Kursbuch Konfirmation von Hans-Martin Luebking
Kursbuch Konfirmation von Hans-Martin Luebking

Obwohl das Leitmedium sicherlich das Arbeitsbuch darstellt, ist zunächst einmal das Anwendungsbuch zu besprechen, da es in diesem Jahr neu erschienen ist. Da der Konfirmandenunterricht (KU) bzw. die Konfirmandenarbeit, wie es hier heißt, in den Landeskirchen der EKD nicht einheitlich ist, geht dieses Buch auf die unterschiedlichen Modelle dafür ein und geht davon aus, dass sich das Arbeitsbuch auch für unterschiedliche Modelle eignet. Die „Umbruchphase“ ist nicht zu ignorieren. Hans-Martin Lübking, langjähriger Leiter des pädagogischen Instituts der westfälischen Landeskirche in Schwerte-Villigst, bedauert die Verkürzungstendenz auf ein Jahr, befürwortet hingegen die neue methodische und organisatorische Vielfalt, z. B. die Unterstützung durch ausgebildete Teamerinnen und Teamer.
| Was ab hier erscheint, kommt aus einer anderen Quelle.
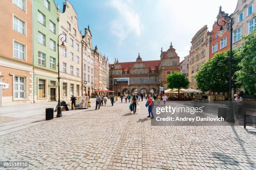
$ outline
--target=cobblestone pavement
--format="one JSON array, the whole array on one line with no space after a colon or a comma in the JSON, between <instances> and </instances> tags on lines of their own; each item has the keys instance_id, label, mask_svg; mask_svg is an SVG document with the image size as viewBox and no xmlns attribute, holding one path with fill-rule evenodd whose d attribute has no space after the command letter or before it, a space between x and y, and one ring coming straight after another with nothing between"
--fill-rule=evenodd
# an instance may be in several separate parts
<instances>
[{"instance_id":1,"label":"cobblestone pavement","mask_svg":"<svg viewBox=\"0 0 256 170\"><path fill-rule=\"evenodd\" d=\"M2 135L0 160L27 161L29 169L256 169L255 131L151 126L139 103L135 115L108 102Z\"/></svg>"}]
</instances>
Die diversen Regelungen der Landeskirchen werden tabellarisch vorgestellt. Dabei zeigt sich, dass meist ein Stundenkontingent die strenge Vorgabe von einem Zeitraum von bis zu zwei Jahren ersetzt hat. Meist genügen 75 Zeitstunden, wie in Westfalen, die sich auch auf ein Jahr verteilen lassen, wenn zu den wöchentlichen Doppelstunden Blöcke oder Freizeiten hinzugezählt werden.

Doch das Anwendungsbuch geht über rein organisatorische Fragen hinaus und zeigt inhaltliche Tendenzen der bundesweiten EKD-Umfragen zur Arbeit mit den Konfirmandinnen und Konfirmanden auf. Diese fordert die Veränderung des passiven Gottesdienstbesuchs in der Ortsgemeinde. Besser ist mehr Beteiligung daran, dazu eine intensive Verknüpfung mit der Jugendarbeit und Mitwirkungsmöglichkeit der Konfirmanden durch Kontrakte. Zugegeben klingt „Mitwirkung“ weit umfassender, als es vom Wort „Kontrakt“ her vorzustellen ist. Meines Wissens soll die Vereinbarung den rein vorgegebenen disziplinarischen Rahmen ersetzen, sodass man sich in Zweifelsfällen gegenseitig an einen Vertrag erinnern kann. Disziplin wird durch Selbstverpflichtung ersetzt, was bei der Vergesslichkeit mancher Konfirmandinnen und Konfirmanden nur wie ein neues Vokabular für eine alte Sache erscheinen mag.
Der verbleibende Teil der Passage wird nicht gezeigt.